Register to our Google group causalitychallenge to keep informed!
DATA FORMAT: We provide a sample data donation. The data format is explained in the README file.
USE OF DATA: By submitting data, the data donors agree to put their data in the public domain and grant unrestricted use of their data, subject to being given proper credit. The organizers intend to run the best ranking methods of track 2 on donated data to infer potentially new causal relationships. The results will be made available to the data donors to make scientific discoveries and write their paper. The data donors are allowed to withhold the variable names and the truth values of the causal relationships until their paper is published.
SUBMISSION METHOD: Email your data with your coordinates and a brief description to causality@chalearn.org before Friday May 17, 2013.

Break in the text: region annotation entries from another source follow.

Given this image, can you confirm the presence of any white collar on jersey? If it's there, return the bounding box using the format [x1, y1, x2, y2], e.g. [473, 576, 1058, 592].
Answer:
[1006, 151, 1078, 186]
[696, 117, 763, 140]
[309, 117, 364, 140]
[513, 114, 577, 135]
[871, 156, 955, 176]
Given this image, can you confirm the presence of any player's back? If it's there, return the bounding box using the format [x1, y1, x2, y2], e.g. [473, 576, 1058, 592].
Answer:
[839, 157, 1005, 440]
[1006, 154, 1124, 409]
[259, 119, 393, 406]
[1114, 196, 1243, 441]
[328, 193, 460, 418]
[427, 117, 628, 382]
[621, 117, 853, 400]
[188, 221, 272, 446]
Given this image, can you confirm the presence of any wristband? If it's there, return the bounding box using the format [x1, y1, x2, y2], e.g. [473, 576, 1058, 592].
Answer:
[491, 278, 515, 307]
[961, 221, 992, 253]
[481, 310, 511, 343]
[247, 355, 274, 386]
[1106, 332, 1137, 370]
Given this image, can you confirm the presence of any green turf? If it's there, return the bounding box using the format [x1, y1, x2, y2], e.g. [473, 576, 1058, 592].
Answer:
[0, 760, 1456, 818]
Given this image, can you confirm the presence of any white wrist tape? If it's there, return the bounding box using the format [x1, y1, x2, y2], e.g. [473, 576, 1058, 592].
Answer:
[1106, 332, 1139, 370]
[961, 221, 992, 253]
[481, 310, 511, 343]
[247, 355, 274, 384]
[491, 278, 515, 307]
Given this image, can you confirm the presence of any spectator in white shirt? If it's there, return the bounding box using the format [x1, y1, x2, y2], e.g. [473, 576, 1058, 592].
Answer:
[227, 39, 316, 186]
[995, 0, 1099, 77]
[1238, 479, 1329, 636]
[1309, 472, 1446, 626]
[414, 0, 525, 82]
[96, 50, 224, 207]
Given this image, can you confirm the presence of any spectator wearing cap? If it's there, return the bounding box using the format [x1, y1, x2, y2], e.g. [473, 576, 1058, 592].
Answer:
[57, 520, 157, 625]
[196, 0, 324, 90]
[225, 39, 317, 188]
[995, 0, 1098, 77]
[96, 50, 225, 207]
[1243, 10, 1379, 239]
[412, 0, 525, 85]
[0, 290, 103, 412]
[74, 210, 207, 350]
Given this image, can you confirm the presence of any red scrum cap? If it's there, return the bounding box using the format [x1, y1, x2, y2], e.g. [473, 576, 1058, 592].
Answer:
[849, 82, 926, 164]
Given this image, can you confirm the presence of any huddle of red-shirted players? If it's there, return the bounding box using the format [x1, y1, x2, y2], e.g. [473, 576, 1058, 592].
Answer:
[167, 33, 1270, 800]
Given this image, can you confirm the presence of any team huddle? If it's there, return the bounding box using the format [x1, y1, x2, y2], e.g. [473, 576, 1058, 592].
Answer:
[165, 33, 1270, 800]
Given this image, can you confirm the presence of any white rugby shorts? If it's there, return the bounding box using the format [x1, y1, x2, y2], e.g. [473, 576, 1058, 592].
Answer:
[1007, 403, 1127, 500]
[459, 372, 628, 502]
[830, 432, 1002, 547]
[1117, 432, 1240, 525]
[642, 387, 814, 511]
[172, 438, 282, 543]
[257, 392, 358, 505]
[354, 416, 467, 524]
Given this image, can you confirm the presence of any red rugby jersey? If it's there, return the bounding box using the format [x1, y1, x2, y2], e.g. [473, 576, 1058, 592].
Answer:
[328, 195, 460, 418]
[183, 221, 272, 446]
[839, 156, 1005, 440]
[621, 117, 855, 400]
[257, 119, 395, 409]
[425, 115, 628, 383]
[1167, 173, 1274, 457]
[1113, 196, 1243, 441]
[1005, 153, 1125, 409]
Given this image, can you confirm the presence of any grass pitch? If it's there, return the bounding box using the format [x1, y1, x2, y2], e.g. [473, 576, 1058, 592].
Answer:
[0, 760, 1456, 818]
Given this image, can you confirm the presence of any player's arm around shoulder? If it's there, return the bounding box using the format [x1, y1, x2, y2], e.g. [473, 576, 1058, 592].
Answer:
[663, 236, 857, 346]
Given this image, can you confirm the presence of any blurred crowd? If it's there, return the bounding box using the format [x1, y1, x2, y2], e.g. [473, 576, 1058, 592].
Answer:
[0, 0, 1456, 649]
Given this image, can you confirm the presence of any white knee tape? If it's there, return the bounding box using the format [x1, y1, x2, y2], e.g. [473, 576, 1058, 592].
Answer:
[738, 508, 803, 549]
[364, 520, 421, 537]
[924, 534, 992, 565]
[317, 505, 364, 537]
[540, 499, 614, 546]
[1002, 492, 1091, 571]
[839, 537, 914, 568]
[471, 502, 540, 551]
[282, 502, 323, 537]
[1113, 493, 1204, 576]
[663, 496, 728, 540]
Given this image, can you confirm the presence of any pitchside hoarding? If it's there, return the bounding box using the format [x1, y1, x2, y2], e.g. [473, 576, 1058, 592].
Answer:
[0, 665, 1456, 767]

DATA PROVIDED: See the data page.
SUBMISSIONS: Submissions for track 2 are handled by the Kaggle website, both for predictions and software. We provide a sample csv file containing prediction results. We also provide sample Matlab code and sample Python code. The prediction results should be formatted in the following way: each line represents a variable pair. The pair identifier is followed by a comma then the prediction:
valid1, 0.23 valid2, -0.001 ... valid2642, 2.8 test1, -29 test2, 1.4 .... test7892, 100Large positive predictions indicate confidence in A->B, small negative predictions confidence in A<-B. Values near zero mean that neither causal relationship can be detected with confidence (there may be a dependency that can be explained by a common cause or no dependency at all).
For the purpose of this challenge, two variables A and B are causally related if:
B = f (A, noise) or A = f (B, noise).
If the former case, A is cause of B and in the latter case B is a cause of A. All other factors are lumped into the "noise". We provide samples of joint observations of A and B, not organized in a time series. We exclude feed-back loops and consider only 4 types of relationships:
A->B | A causes B | Positive class |
B->A | B causes A | Negative class |
A - B | A and B are consequences of a common cause | Null class |
A | B | A and B are independent | Null class |
We bring the problem back to a classification problem: for each pair of variable {A, B}, you must answer the question: is A a cause of B? (or, since the problem is symmetrical in A and B, is B a cause of A?)
We expect the participants to produce a score between -Inf and +Inf, large positive values indicating that A is a cause of B with certainty, large negative values indicating that B is a cause of A with certainty. Middle range scores (near zero) indicate that neither A causes B nor B causes A.
For each pair of variables, we have a ternary truth value indicating whether A is a cause of B (+1), B is a cause of A (-1), or neither (0). We use the scores provided by the participants as a ranking criterion and evaluate their entries with two Area Under the ROC curve (AUC) scores:
Let Yhat be your predicted score in [-Inf, +Inf] and Y the target values in {-1, 0 1}.
We define Y1=Y; Y1(Y==0)=-1; and Y2=Y; Y2(Y==0)=+1;
Score = 0.5*(AUC(Yhat, Y1)+AUC(Yhat, Y2));
The first score AUC(Yhat, Y1) measures the success at correctly detecting that A->B rather than [A<-B, A-B, or A|B].
The second score AUC(Yhat, Y2) measures the success at correctly detecting that A<-B rather than [A->B, A-B, or A|B].
Since the problem is symmetric, we average the two scores.
The organizers will also compute various other score for analysis purpose, but they will not be used to rank the participants.
Consider a classification problem for which the labels are binary +-1. Consider a model returning a numerical predicition score, larger values indicating higher confidence in positive class membership. The results of classification, obtained by thresholding the prediction score, may be represented in a confusion matrix, where tp (true positive), fn (false negative), tn (true negative) and fp (false positive) represent the number of examples falling into each possible outcome:
Prediction | |||
---|---|---|---|
Class +1 | Class -1 | ||
Truth | Class +1 | tp | fn |
Class -1 | fp | tn |
We define the sensitivity (also called true positive rate or hit rate) and the specificity (true negative rate)
as:
Sensitivity = tp/pos
Specificity = tn/neg
where pos=tp+fn is the total number of positive examples and neg=tn+fp the total number of negative examples.
The prediction results are evaluated with the so-called Area Under ROC Curve (AUC), which we refer to as AUC. It corresponds to the area under the curve obtained by plotting sensitivity against specificity by varying a threshold on the prediction values to determine the classification result. The AUC is related to the area under the lift curve and the Gini index used in marketing (Gini=2 AUC -1). The AUC is calculated using the trapezoid method. In the case when binary scores are supplied for the classification instead of discriminant values, the curve is given by {(0,1),(tn/(tn+fp),tp/(tp+fn)),(1,0)} and the AUC is just the Balanced ACcuracy BAC.